Так вот Павел помнил уловку Александра Македонского, о которой покойный чахоточный учитель рассказывал с хитрой усмешкой. По той уловке, коварный молодой грек что есть силы улепетывал от врага, то убыстряя скорость, то замедляясь. Только враги приблизятся, а он, вроде бы, в панике, как будто последние силы собирает и опять отрывается от них. Они, распаленные близким запахом врага, давай опять догонять. И так много, много раз. А на самом деле его воины все были на выносливость тренированы просто великолепно! Им равных не было в этом! Каждый мог марафонскую дистанцию очень даже легко сделать. И даже рекорд поставить! Вот как он, Павел Тарасов. Атлет, красавец, на самого Александра Македонского похож, если по тому изображению судить, которое было в учебнике. Хотя тот грек ведь? Очень даже древний! Нос только у Пашки картошкой, а у того правильной, классической формы.
А как измотаются, выдохнутся преследователи, Александр Великий свое войско разом разворачивает и с наскока прямо в лоб! Полчаса рубки и целой армии как не бывало! Они-то усталые, а его воины все как огурцы! Тоже атлеты…
Павел применял теперь такую же тактику и очень собой сейчас гордился. Это для него как игра в кошки-мышки была. Ничего, что он, вооруженный лишь камнем, один против трех мстительных бродяг, зарезавших, должно быть, уже немало разных олухов на пустынных дорогах. Весело ему! Даже будто бы радостно. Потому что он теперь свободен, потому что идет в Красную Армию, а там все ведь как братья. Все живут по приказу и все у них общее. Хорошее начало получается с этими жиганами! Воевать, так воевать!
А жиганы оказались не такими уж и слабыми. Шли теперь бойко, след в след. Мстительные черти! Чего с этой деревенщины взять? Котомка-то вон худая! Рубаха там, небось, да какие-нибудь рваные портянки. Тулупчик старенький, хоть и подшит как будто неплохо. Может, еще краюха хлеба, в лучшем случае. Тоже улов, конечно! Но разве за таким будешь гоняться, если ты в своем уме? Но вот то, что этот паренек унизил их в кукушке…, такое не прощается. Как же друг другу-то в глаза потом смотреть!
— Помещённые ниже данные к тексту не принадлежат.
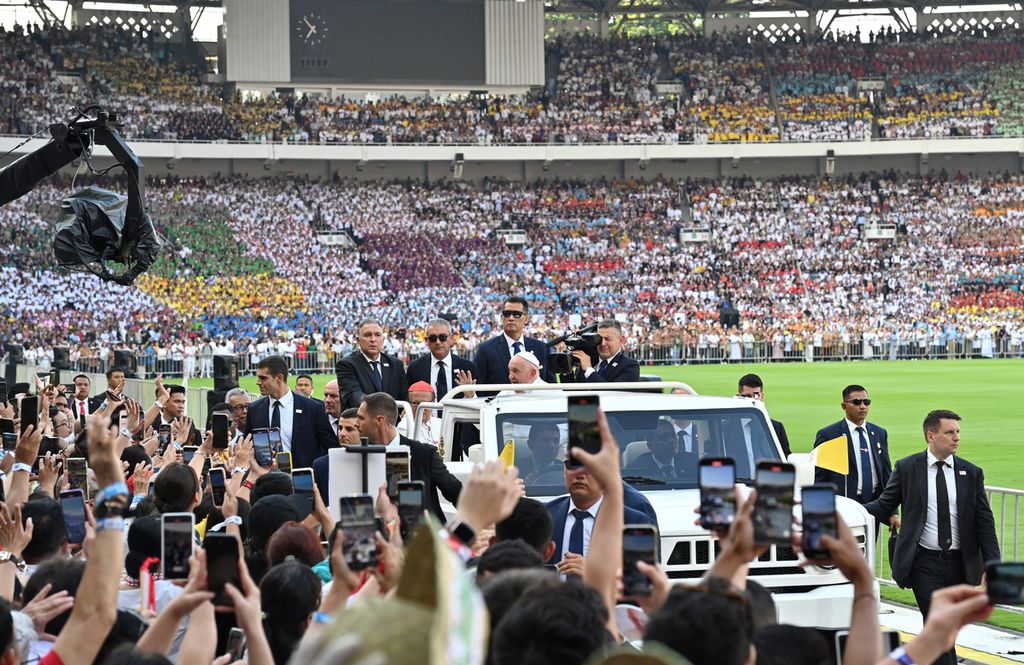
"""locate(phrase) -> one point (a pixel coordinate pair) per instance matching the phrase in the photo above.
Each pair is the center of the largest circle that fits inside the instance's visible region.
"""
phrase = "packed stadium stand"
(734, 88)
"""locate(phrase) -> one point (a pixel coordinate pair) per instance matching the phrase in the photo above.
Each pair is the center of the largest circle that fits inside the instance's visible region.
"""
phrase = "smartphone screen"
(78, 474)
(217, 482)
(357, 522)
(164, 438)
(818, 506)
(221, 565)
(639, 544)
(718, 503)
(411, 505)
(773, 509)
(73, 505)
(261, 447)
(302, 481)
(220, 424)
(583, 425)
(284, 462)
(236, 645)
(395, 470)
(176, 544)
(29, 412)
(274, 435)
(1006, 583)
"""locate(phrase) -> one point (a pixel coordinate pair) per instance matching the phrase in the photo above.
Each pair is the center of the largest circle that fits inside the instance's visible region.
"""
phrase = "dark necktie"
(378, 377)
(865, 467)
(441, 384)
(942, 506)
(576, 535)
(275, 415)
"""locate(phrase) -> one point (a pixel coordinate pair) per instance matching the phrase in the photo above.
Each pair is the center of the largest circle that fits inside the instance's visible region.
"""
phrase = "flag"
(833, 455)
(508, 454)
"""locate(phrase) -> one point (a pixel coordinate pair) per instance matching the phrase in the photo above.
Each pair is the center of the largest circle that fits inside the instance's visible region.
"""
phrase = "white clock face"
(311, 29)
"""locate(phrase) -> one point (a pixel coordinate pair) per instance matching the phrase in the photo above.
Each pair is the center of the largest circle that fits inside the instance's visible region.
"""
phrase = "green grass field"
(806, 397)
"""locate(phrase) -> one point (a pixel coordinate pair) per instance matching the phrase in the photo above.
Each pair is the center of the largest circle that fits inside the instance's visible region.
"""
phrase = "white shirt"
(287, 418)
(588, 526)
(448, 372)
(855, 438)
(930, 534)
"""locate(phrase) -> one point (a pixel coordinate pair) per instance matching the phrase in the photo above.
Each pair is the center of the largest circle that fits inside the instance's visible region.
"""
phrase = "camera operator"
(614, 366)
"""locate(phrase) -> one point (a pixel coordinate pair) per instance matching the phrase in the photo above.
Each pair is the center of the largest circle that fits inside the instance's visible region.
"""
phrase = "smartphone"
(583, 426)
(176, 531)
(73, 505)
(717, 476)
(220, 424)
(817, 504)
(164, 438)
(29, 412)
(302, 481)
(78, 474)
(773, 509)
(284, 462)
(890, 641)
(261, 448)
(221, 565)
(639, 544)
(236, 645)
(395, 470)
(274, 435)
(1005, 583)
(218, 481)
(412, 501)
(357, 523)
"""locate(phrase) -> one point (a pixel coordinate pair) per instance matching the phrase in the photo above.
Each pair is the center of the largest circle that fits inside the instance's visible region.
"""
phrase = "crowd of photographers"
(283, 584)
(602, 90)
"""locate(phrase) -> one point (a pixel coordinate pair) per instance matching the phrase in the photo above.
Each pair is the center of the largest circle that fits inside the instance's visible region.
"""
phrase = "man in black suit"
(377, 417)
(752, 386)
(950, 531)
(305, 429)
(867, 447)
(613, 366)
(493, 356)
(440, 368)
(369, 370)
И старший, который пнул ножом того волынца, потому что проиграл его в карты, тоже не желает позора. Потом не оправдаешься, когда кто-нибудь из двоих расскажет кому-нибудь. Значит, надо догнать и порешить наглеца. Сам виноват! Его же никто не проигрывал! Чего лез, спрашивается!
– Эй! Постой, паря! – крикнул уже после шестой версты старший из бродяг, тот, что был с сапожным ножом, – Спросить хотим. Да стой же ты! Неужто боишься! Вон здоровый какой! И камень у тебя… Я видел, как ты его подобрал. Да стой же ты, чудак!
Павел покраснел, почувствовав близость боя. Тут не открутиться уже никак. Все равно должно случиться. Хорошо бы, наверное, теперь, потому что он чувствовал, что сам уже выдыхается на пустынной холодной дороге, топнет в лужах, хоть и меньших, чем их, лыкинские, но все равно глубоких, болотистых. Еще немного и сам ослабнет!
За все время лишь одна грузовая машина, надсадно ноя мотором, прокачалась в сторону Тамбова. Павел махнул было рукой, но шофер даже головой не повел и машина скрылась за серым холмом.
Бродяги встали, и Павел встал. Повернулся к ним лицом, глубоко дыша, чтобы восстановить сердечный ритм, о чем он когда-то тоже прочитал в книге об одном удачливом воине. У Павла даже голова закружилась от переизбытка кислорода, и он умерил дыхание. Бродяги подошли ближе, стали волчьим полукругом. Старший осклабился холодным жиганским оскалом.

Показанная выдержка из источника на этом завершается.